Today, on 19 June 2024, from approximately 16:20 GMT to 17:30 GMT, Magic Pages had an outage that affected customer websites. I quickly want to share what happened, and how Magic Pages plans to avoid this in the future.
What happened?
I recently switched over the DNS handling of the magicpages.co domain from Cloudflare to Bunny.net's DNS service. The thought behind that was quite simple: Bunny is already taking care of the content delivery network β so let's also get the DNS routing from the same provider. Hopefully that makes things even faster.
The DNS routing ran through Bunny.net for the last three weeks or so. Everything was fine. However, yesterday, I noticed that some CNAME records on the magicpages.co domain simply didn't resolve anymore β even though they were there.
These CNAME records weren't mission critical β but important. They related to email delivery, specifically the DKIM-signing with Magic Pages's email provider AWS SES.
After some trial and error, I figured out that the issues seemed to stem directly from the way Bunny handles these records. So, the next step was simple: switch back to Cloudflare.
Since Cloudflare automatically imports existing DNS records, the switch back should have been quite smooth. Unfortunately, Cloudflare kinda screwed it up β and I didn't notice soon enough.

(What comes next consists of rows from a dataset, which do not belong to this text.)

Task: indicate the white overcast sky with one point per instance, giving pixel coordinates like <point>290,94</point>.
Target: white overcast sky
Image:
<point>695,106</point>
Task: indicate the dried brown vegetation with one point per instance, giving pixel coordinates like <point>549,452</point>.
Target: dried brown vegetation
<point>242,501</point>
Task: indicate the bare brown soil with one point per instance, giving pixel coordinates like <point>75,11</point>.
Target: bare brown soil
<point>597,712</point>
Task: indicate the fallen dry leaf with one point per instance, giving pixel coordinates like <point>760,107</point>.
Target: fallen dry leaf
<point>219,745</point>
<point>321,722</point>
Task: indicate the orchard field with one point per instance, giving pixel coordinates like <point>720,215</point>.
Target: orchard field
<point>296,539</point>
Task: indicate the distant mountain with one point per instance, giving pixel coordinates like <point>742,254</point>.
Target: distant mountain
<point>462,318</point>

The core issue was that Cloudflare tried to add their own CDN/caching to all records. This majorly interfered with the content delivery network I have running with Bunny, as well as the SSL/TLS certificates that were issued for different magicpages.co subdomains.

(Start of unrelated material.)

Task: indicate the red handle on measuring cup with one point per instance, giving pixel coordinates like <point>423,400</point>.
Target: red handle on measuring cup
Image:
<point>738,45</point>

The Ghost sites running on the Magic Pages infrastructure weren't directly affected by that. Just indirectly. The database server runs on a subdomain of magicpages.co β and all of the sudden that wasn't reachable anymore.
What did I do to fix this?
To fix this, I simply planned to add the proper DNS records on Cloudflare, and deactivate the caching. That was done fairly quickly. The only thing left to do was restarting all Ghost websites.

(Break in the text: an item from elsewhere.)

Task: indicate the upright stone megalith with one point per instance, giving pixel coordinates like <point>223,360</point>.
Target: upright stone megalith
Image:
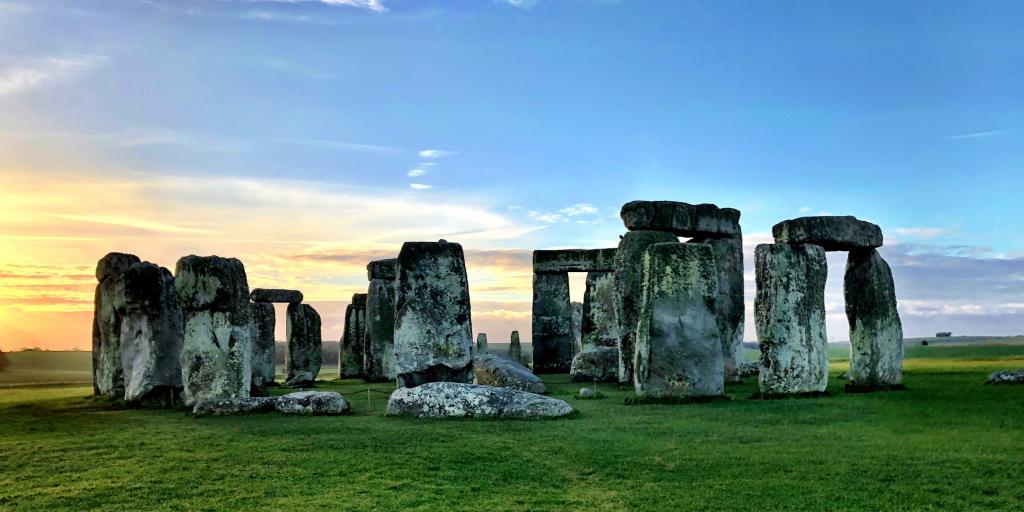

And this is where things went south.
The Magic Pages infrastructure is built on different servers. Some of these servers have the task of orchestrating sites (managers), some run the sites (workers). The managers and workers know each others hostnames (e.g. manager-X.magicpages.co) and communicate through these. And maybe you can already see where this is goingβ¦
These hostnames had the same problem as the database server. Cloudflare didn't properly import the DNS records β and the servers didn't know where to send their requests to.
Since the servers all depend on each other (one server can be offline at any time β but all of them being "disconnected" at the same time is kind of an issue), fixing it took quite some time.
But, even when they were all online again, the DNS routing didn't want to work 100%, since Cloudflare stilled cached some of the records.
The solution: switching back to Bunny's DNS services β since I know that these worked.
Once I have done that, things were up and running within a minute. And I'll simply ignore the email issue for now (there is a workaround that I can use, so you'll still get emails from me, no worries).
What will I do to avoid that in the future?
The key issue here was the reliance on external hostnames that were based on DNS records. That was a big learning.
While the infrastructure is set up in a "high availability" cluster now, that isn't very useful, if there is one more "single point of failure": DNS.
That point of failure needs to go away. So, my next step is to make the communication between the individual servers independent of the DNS resolving of their hostnames by implementing an internal network.
This way, the servers will still be able to communicate, even if the magicpages.co domain is gone completely. The Magic Pages website might then be down, but all customer websites will keep running. Success!
Implementing this will be fairly easy. So, I assume that this will be done within a few days.